この API が不味いのは明らかだ. 入力の引数に副作用があるのは嬉しくない. 意味的には list でなく set であるはずだ. など. ひととおりの批判を済ませたあとに Henning の示した代案は次のとおり:
public static int Select( ISet checkRead, ISet checkWrite, Timespan seconds, out ISet readable, out ISet writeable, out ISet error);
えーーーー. 散々偉そうなこといった末に out 引数かよ! しかも戻り値は ready なソケットの数らしい. えー... エラーの enum か, せめて timeout か否かの bool じゃないの. 結局知りたいのはそれだと自分でも言ってるのに. あんまりだ. がっかり. すばらしい演説がふっとんでしまった...

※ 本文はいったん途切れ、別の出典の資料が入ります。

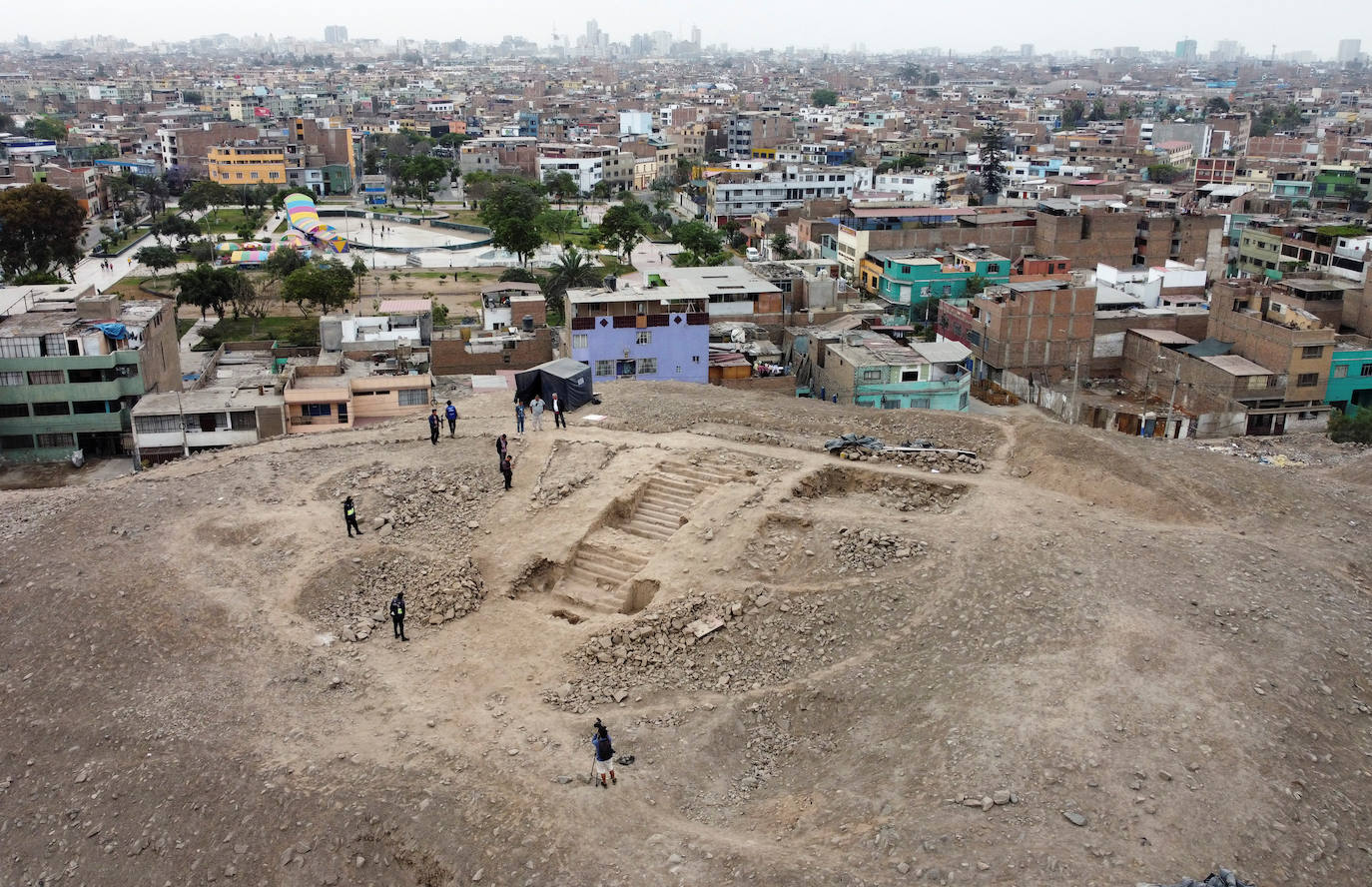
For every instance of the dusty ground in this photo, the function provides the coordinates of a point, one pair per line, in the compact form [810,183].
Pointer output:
[1169,643]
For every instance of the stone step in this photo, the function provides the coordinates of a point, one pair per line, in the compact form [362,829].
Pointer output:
[668,522]
[659,511]
[593,577]
[675,486]
[648,531]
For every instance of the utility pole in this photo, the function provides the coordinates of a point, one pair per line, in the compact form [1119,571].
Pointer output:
[1075,388]
[1172,403]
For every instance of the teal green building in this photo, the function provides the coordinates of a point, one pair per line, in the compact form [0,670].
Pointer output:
[72,367]
[1350,375]
[918,278]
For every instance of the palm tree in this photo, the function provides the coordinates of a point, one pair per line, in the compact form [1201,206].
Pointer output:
[572,268]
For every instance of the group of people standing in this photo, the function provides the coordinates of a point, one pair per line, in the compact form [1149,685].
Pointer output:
[535,410]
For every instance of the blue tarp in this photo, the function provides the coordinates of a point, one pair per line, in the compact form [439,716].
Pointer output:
[114,331]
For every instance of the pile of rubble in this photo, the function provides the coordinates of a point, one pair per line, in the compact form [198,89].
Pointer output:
[435,592]
[569,465]
[868,549]
[931,460]
[425,504]
[701,644]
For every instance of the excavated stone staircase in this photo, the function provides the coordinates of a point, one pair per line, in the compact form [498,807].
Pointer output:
[598,575]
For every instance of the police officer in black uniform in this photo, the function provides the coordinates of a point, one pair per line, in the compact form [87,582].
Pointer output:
[398,615]
[350,515]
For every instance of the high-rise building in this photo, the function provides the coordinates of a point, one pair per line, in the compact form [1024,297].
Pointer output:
[1227,51]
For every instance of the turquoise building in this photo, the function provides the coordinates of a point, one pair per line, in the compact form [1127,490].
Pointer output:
[1350,375]
[917,278]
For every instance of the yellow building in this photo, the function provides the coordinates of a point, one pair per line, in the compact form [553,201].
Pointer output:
[248,165]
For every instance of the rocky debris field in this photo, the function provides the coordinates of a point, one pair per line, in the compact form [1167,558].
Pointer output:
[352,597]
[872,549]
[931,461]
[677,406]
[568,467]
[431,505]
[719,643]
[891,490]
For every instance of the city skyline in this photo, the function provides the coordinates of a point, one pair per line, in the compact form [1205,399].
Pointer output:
[765,24]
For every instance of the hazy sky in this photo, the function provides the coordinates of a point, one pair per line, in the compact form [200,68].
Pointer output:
[881,25]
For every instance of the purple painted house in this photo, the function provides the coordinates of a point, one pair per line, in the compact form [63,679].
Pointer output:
[626,333]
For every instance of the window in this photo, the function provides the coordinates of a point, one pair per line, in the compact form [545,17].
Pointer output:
[157,425]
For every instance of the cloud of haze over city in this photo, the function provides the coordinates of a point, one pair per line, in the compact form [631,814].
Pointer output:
[876,25]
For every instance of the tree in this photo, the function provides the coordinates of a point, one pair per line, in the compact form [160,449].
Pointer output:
[40,231]
[993,165]
[47,128]
[202,195]
[781,245]
[248,298]
[322,287]
[554,223]
[561,186]
[1356,429]
[358,274]
[204,287]
[824,98]
[510,212]
[517,275]
[155,257]
[572,268]
[622,228]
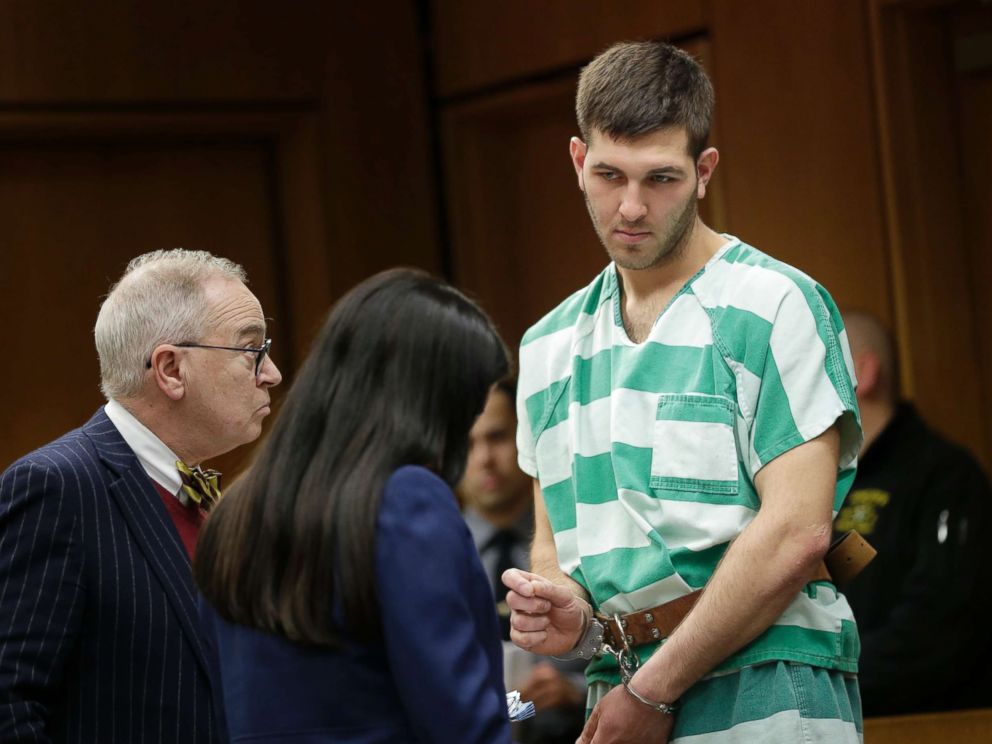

とはいえ Henning も "There are many other ways to fix the problems with Select()" と言っている. せっかくだから ruby を見てみよう.
ruby の IO.select は三つの配列を引数に取って, 配列の配列を返す.
# returns [[...],[...],[...]] IO.select(reads[, writes[, excepts[, timeout]]])
やっぱり戻り値で返すのが筋だよねえ. (timeout すると nil が帰る.)
...という話を友達にしたら, えーーーー, と言われてしまった. 戻り値に配列はないでしょ. 名前つけないと中味がわからないじゃん, とのこと. たしかに. 丁度手元で select を試している. それらしくしてみよう.
class Selection < Struct.new(:read, :write, :error) def select(timeout) ret = IO.select(read, write, error, timeout=0) (nil != ret) ? Selection.new(ret[0], ret[1], ret[2]) \ : Selection.empty end def self.empty() new([], [], []); end end
こんな感じで使う.
... sel = current_selection.select(timeout) sel.read.each { ... } ...
それっぽくはなった気はする.
それにしても不毛だなあ. もともと C の select() が色々とあんまりな作りだから, その上で頑張ってもたかが知れている. 先に引用した Henning の台詞も, 実は "...such as the approach used by epoll()" と続く. 不毛な争いはこのくらいにしておきたい. API design matters, and clustters in usual.